"Now Persis is as dainty as a cat, and as hard to boss. And she has a fatal attraction for men who can't afford to keep her. Willie's the only suitor she ever had that has more money than she could spend. And I think she likes him less than anything on earth except work."

Forbes was tempted to confess to Mrs. Neff what he had divulged to Ten Eyck, but he postponed the miserable business. It was an uncongenial company for proclaiming one's poverty.

The surroundings were as tempting as Naboth's vineyard was to David. He understood why men grew unscrupulous in the hunt for great wealth.

Mrs. Neff led Forbes about the place, which she knew well. But the beauties were only torments to him. Below the climbing marble stairway to the temple there was a broken stairway winding down the hill. It meandered like the dry bed of a stream, between brick walls, bordered with flowers, with now and then a resting-place, or some quaint niche where a little statue smiled or a fountain trilled and tinkled.

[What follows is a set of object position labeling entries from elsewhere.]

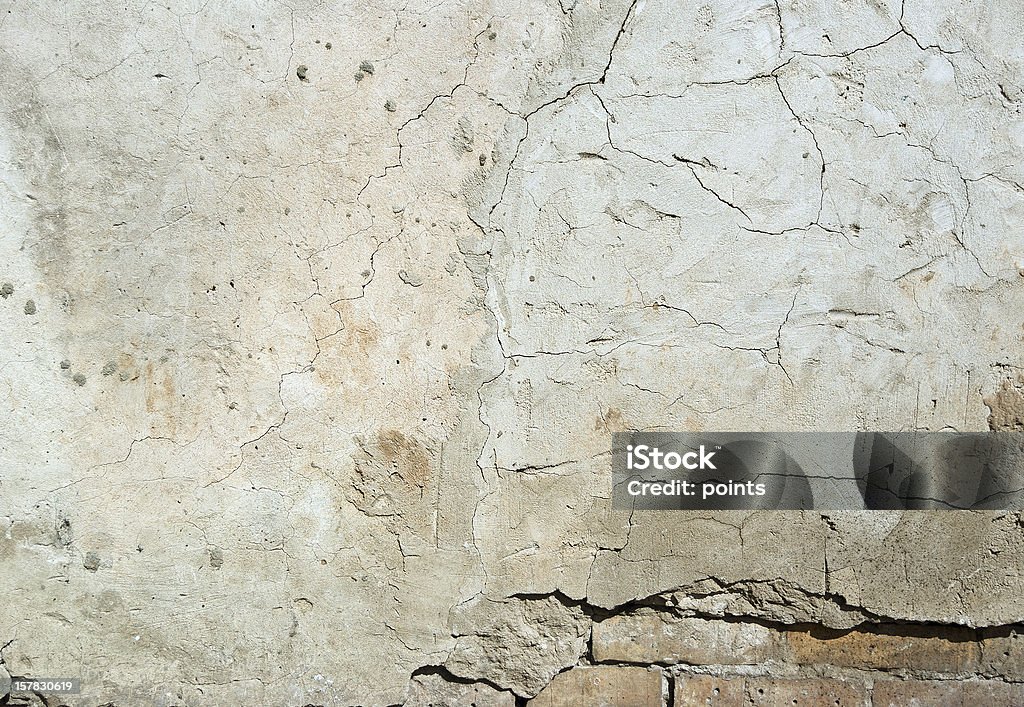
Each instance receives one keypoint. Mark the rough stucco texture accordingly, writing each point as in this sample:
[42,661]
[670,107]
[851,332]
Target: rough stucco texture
[317,319]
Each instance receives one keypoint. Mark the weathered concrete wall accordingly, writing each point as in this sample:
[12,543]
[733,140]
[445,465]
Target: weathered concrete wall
[317,319]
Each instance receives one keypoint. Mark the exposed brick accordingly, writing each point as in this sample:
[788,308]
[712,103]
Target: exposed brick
[879,651]
[602,685]
[805,693]
[653,638]
[946,694]
[708,690]
[1004,656]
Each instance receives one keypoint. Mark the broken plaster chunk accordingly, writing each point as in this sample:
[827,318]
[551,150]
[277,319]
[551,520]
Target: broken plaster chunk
[410,279]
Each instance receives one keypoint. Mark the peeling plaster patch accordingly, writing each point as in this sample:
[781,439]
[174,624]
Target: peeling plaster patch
[1007,406]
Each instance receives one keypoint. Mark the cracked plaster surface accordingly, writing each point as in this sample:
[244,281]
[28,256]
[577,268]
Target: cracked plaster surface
[351,297]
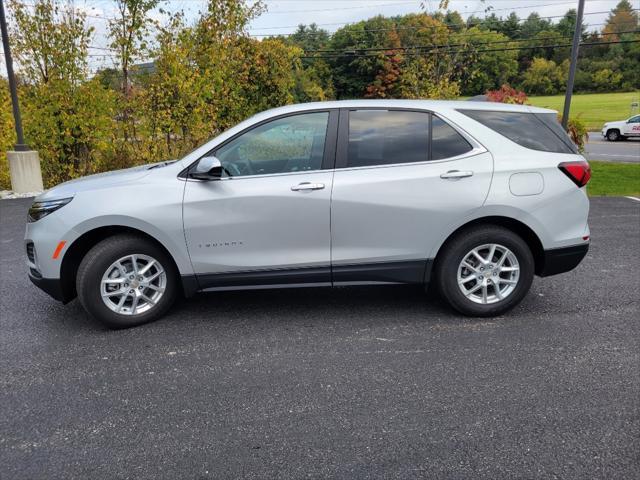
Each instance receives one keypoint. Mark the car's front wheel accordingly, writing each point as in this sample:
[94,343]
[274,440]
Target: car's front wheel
[485,271]
[126,280]
[613,135]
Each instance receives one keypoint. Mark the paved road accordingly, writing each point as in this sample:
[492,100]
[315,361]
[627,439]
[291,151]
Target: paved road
[597,148]
[374,382]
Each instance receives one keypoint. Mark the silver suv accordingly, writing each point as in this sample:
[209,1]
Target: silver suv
[475,198]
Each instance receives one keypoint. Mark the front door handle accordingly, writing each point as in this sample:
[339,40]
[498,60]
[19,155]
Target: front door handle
[307,186]
[453,174]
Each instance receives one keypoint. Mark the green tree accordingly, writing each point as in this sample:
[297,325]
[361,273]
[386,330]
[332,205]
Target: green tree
[485,66]
[545,77]
[533,25]
[621,19]
[67,119]
[605,80]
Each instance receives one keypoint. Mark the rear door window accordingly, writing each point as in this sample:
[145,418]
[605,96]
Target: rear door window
[383,137]
[445,141]
[535,131]
[387,137]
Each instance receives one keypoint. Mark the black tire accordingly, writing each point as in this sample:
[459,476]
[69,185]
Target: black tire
[450,258]
[100,258]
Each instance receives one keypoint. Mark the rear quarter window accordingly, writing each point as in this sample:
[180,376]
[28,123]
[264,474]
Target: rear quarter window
[536,131]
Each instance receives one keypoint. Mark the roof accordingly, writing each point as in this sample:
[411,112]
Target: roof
[436,105]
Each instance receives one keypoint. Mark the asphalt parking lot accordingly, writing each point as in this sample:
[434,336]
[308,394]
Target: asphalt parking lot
[366,382]
[597,148]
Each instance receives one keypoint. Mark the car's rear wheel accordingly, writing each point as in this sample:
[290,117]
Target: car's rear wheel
[485,271]
[126,280]
[613,135]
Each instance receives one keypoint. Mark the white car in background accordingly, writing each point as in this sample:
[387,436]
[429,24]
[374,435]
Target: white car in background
[614,131]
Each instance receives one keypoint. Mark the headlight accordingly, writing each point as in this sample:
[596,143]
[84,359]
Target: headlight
[39,210]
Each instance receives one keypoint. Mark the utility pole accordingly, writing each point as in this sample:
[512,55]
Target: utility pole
[24,164]
[574,63]
[20,145]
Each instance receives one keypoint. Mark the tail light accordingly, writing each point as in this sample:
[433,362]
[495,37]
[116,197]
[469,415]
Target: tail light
[578,172]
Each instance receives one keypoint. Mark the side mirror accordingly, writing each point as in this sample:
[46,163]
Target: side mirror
[208,168]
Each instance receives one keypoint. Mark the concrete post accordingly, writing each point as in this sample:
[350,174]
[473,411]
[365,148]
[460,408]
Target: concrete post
[24,167]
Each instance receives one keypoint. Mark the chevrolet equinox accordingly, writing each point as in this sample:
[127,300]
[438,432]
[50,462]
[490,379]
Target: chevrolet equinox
[474,198]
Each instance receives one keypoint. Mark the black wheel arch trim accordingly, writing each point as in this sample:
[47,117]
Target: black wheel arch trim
[561,260]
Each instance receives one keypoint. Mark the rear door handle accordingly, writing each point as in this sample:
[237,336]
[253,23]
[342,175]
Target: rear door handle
[307,186]
[453,174]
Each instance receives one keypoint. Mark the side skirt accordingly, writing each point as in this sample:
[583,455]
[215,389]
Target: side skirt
[403,272]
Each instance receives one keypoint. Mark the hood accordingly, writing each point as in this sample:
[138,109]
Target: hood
[99,181]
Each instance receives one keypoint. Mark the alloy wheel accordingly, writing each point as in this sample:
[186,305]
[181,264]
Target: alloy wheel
[133,284]
[488,273]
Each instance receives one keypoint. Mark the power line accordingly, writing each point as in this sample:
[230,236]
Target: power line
[382,49]
[434,26]
[449,51]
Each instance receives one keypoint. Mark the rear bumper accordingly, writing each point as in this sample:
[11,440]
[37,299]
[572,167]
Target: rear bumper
[52,286]
[560,260]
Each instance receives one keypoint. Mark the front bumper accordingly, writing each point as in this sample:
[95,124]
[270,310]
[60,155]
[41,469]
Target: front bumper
[561,260]
[52,286]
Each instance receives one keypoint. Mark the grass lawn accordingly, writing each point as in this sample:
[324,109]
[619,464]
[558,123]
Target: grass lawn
[614,179]
[593,108]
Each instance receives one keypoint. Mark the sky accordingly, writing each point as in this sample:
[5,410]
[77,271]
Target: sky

At two stages of the descent there were circular levels with ornate shelters and aristocratic plants. From the lowest shelf there was only a path dropping down the long hill to a distant wall; beyond this a ragged woods like a mob of poor shut out from a rich man's place.

"That wall is the end of the Enslee estate," said Mrs. Neff.

"There is an end to it, then?" said Forbes, more bitterly than he intended.

"There's an end to everything, my boy," Mrs. Neff brooded, with a far-off bitterness of her own—"an end to wealth and love and—everything."

"Who owns that place off there, I wonder?" said Forbes.

"Nobody in particular," said Mrs. Neff. "Some old cantankerous absentee that won't sell. Do you want to buy it to be near Mrs. Enslee? Willie has offered him all sorts of money, but he won't let go. You might have better luck."